Right info, right channel = happy B2B customer

Published on the 17/08/2018 | Written by Heather Wright


Gartner’s latest research into B2B buyer behaviour highlights nearly unnavigable info overload…

Today’s buying journey isn’t just hard, it’s nearly unnavigable without significant help – making the ability to connect customers with the right information, via the right channel, increasingly crucial.

New research from Gartner shows customers not only have an overload of information and options to consider, but have to gain more buy-in internally, leaving them needing the right information, via the right channel more than ever before.

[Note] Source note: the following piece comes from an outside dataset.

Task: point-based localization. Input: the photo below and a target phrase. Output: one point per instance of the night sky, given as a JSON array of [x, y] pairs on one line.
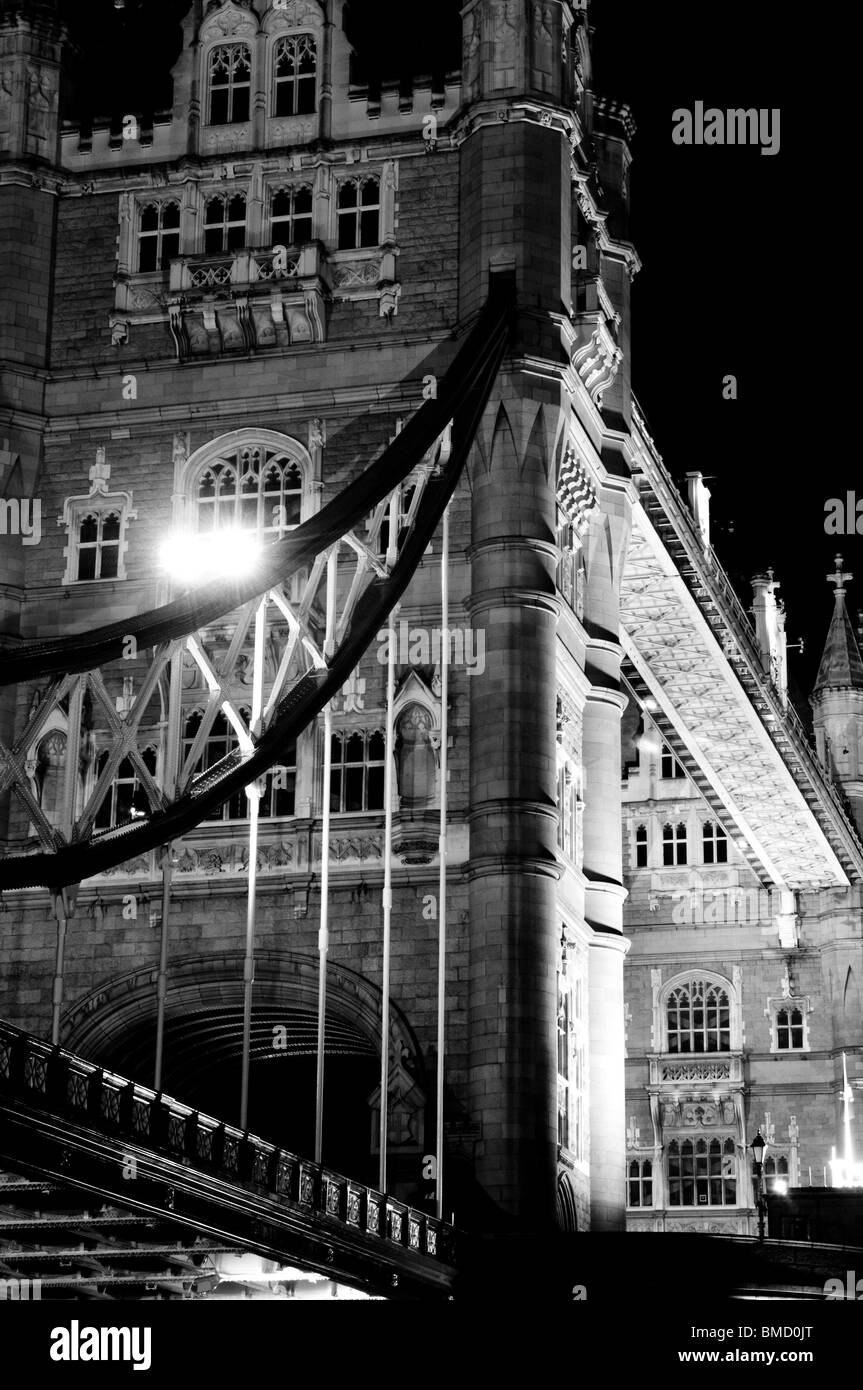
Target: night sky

Gartner’s says customers are spending about two-thirds of any B2B buying journey gathering, processing and ‘de-conflicting’ information (with a full 15 percent spent on de-conflicting information alone), most of which is happening without any direct sales rep involvement.

In fact, Gartner says potential customers are spending just 17 percent of their time meeting with suppliers – and that’s suppliers, plural, so if there are three potential suppliers, that’s just over five percent per supplier.

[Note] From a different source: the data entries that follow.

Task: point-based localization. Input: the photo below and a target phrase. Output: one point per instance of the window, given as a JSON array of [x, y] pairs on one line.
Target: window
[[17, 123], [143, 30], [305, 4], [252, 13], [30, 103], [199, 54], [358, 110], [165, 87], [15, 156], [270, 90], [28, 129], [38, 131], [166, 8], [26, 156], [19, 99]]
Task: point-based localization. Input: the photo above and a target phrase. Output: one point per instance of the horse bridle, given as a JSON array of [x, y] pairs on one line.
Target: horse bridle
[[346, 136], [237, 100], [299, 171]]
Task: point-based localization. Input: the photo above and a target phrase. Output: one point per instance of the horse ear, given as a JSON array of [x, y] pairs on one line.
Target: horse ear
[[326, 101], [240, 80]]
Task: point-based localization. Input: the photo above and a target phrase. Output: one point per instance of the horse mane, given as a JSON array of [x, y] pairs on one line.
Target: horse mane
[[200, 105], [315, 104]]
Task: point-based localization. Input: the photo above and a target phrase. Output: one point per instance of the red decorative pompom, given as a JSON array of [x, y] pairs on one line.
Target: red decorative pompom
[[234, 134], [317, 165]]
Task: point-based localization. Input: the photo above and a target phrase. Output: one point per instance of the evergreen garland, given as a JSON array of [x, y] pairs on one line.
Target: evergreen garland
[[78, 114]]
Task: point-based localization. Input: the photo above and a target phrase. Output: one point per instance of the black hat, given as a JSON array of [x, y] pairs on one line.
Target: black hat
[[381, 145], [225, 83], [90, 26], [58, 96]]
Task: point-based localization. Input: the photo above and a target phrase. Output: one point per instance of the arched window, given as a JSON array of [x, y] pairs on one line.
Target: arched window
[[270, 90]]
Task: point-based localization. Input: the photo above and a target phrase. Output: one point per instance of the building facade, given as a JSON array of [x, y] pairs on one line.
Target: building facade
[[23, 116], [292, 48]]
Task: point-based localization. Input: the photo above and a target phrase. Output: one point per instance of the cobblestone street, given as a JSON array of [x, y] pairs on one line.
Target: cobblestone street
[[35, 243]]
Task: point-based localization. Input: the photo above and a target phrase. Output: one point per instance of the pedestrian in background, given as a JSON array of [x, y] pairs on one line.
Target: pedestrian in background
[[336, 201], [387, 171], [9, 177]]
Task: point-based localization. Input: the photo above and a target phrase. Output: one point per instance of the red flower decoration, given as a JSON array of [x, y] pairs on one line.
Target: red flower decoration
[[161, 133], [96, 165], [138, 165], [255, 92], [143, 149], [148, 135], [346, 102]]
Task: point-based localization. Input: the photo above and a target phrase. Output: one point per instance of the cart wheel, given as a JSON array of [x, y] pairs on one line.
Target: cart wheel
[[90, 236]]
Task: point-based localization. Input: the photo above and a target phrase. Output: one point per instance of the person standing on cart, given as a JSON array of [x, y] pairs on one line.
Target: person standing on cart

“Today’s buying journey isn’t just hard – it has reached a tipping point where it’s become nearly unnavigable without a significant amount of help,” Adamson, who is Gartner principal executive advisor, says.

“However, customers today don’t really care where that help comes from. A conversation with a sales rep isn’t an end in itself, it’s simply a means to gathering the information necessary to complete specific buying ‘jobs’ [such as identifying the problem, exploring solutions, requirements building and supplier selection].

“What matters isn’t the conversation, it’s the information provided,” Adamson says.

And that information, Gartner says is increasingly coming from digital channels, with 93 percent of customers using digital in the early stages of buying. That number increases to 94 percent in the middle stages and even in the later stages remains high at 83 percent, as buyers go digital to validate information they receive.

Gartner says 27 percent of B2B buying is spent on researching independently, online. (Interestingly, 18 percent is spent researching independently, offline.)

Adamson says the buying process is no longer a case of starting digital and moving to one-on-one interactions, instead digital and one-on-one are running in parallel.

“Just because in-person begins, doesn’t mean online ends,” he says.

And while company websites are the most popular digital channel for customers, Adamson says many are not designed to support buying behaviour, instead being set up as a way of introducing a company, providing ‘the who we are, what we do, and how we help’ information.

“They all seem super straight forward, but this is not the kind of website most of us have built.”

He says sites must give customers an entry point on their own terms, signal solutions in a customers language and help customers do what they’re on the site to do.

“They’re probably not on the site to find the history of your company. There’re there to calculate the cost of taking an action, or the size of a problem and whether it is worth it to address,” Adamson says.